Reference Panel

To use SumHer (or any summary-statistics method), you require a reference panel, which is used to estimate SNP-SNP correlations. This reference panel should be ancestrally similar to the GWAS from which the summary statistics come. When analysing results from European GWAS, our preferred reference panel are imputed, autosomal, common SNPs for 8,850 unrelated Caucasian individuals from the Health and Retirement Study whose genotype data are available upon application from dbGaP (accession code phs000428.v2.p2).

We prefer using the Health and Retirement Study because its large sample size enables more accurate estimation of SNP-SNP correlations. However, an alternative is to use genotype data from the ancestrally-matched individuals in the 1000 Genomes Project data. Below are scripts for downloading and extracting genotype data for the 404 non-Finnish Europeans. They make use of PLINK 1.9 which is available here.
_ _ _ _ _ _ _ _ _ _ _ _ _ _ _ _ _ _ _ _ _ _ _ _

1 - Download sample IDs and extract non-Finnish Europeans

awk < integrated_call_samples_v3.20130502.ALL.panel '($3=="EUR" && $2!="FIN"){print $1, $1}' > eur.keep

2 - Download data for each autosome, and convert using PLINK, extracting European individuals and SNPs with MAF>0.01

for j in {1..22}; do
./plink --vcf ALL.chr$j.phase3_shapeit2_mvncall_integrated_v5a.20130502.genotypes.vcf.gz \
--make-bed --out chr$j --maf 0.01 --keep eur.keep

3 -  Join these together, excluding multi-allelic SNPs and those with duplicate positions

rm list.txt; for j in {1..22}; do echo chr$j >> list.txt; done
./ldak5.linux --make-bed all --mbfile list.txt --exclude-odd YES --exclude-dups YES

The genotype data will now be stored in binary PLINK format in the files all.bed, all.bim and all.fam.

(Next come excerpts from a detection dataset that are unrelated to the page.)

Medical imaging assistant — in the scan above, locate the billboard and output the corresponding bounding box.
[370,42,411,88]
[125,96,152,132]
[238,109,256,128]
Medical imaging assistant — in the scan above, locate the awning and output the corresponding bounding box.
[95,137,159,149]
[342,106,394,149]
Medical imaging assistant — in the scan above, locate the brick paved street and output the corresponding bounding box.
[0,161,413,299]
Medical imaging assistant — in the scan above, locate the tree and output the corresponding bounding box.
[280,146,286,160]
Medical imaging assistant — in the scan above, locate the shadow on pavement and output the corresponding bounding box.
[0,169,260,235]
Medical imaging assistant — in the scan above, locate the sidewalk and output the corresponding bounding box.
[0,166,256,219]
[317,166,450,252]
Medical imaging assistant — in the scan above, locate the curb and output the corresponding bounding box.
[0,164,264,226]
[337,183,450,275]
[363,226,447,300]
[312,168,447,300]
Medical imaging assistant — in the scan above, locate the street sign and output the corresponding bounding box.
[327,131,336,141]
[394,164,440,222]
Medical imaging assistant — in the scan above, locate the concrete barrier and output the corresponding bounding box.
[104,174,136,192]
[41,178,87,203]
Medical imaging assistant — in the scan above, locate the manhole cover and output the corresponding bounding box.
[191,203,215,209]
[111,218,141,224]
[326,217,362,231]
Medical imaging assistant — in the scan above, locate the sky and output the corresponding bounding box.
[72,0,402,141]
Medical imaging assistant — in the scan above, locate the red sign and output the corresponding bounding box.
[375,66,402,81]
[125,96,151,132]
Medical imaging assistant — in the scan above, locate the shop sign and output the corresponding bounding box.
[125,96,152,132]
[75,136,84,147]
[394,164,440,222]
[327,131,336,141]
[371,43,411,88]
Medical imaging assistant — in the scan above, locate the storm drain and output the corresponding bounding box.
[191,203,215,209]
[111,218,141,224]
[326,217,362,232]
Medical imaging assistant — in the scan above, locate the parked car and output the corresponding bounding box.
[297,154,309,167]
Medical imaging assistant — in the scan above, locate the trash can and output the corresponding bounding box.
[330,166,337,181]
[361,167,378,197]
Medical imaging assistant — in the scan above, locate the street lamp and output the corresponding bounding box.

4 - Some predictors have non-unique names (49 in mine), so identify and replace these with generic names of the form chr:bp

awk < all.bim '{print $2}' | sort | uniq -d > dup.snps
awk '(NR==FNR){arr[$1];next}($2 in arr){$2=$1":"$4}{print $0}' dup.snps all.bim > clean.bim
cp all.bed clean.bed
cp all.fam clean.fam

4 - Finally, we need to obtain and insert genetic distances


for j in {1..22}; do
./plink --bfile clean --chr $j --cm-map  genetic_map_b37/genetic_map_chr@_combined_b37.txt --make-bed --out map$j

cat map{1..22}.bim | awk '{print $2, $3}' > map.all
awk '(NR==FNR){arr[$1]=$2;next}{print $1, $2, arr[$2], $4, $5, $6}' map.all clean.bim > ref.bim
cp all.bed ref.bed
cp all.fam ref.fam

If these scripts have run successfully, then your reference panel is saved in Binary PLINK format in the files ref.bed, ref.bim and ref.fam, (you can remove the files with prefixes chr, clean, map and all).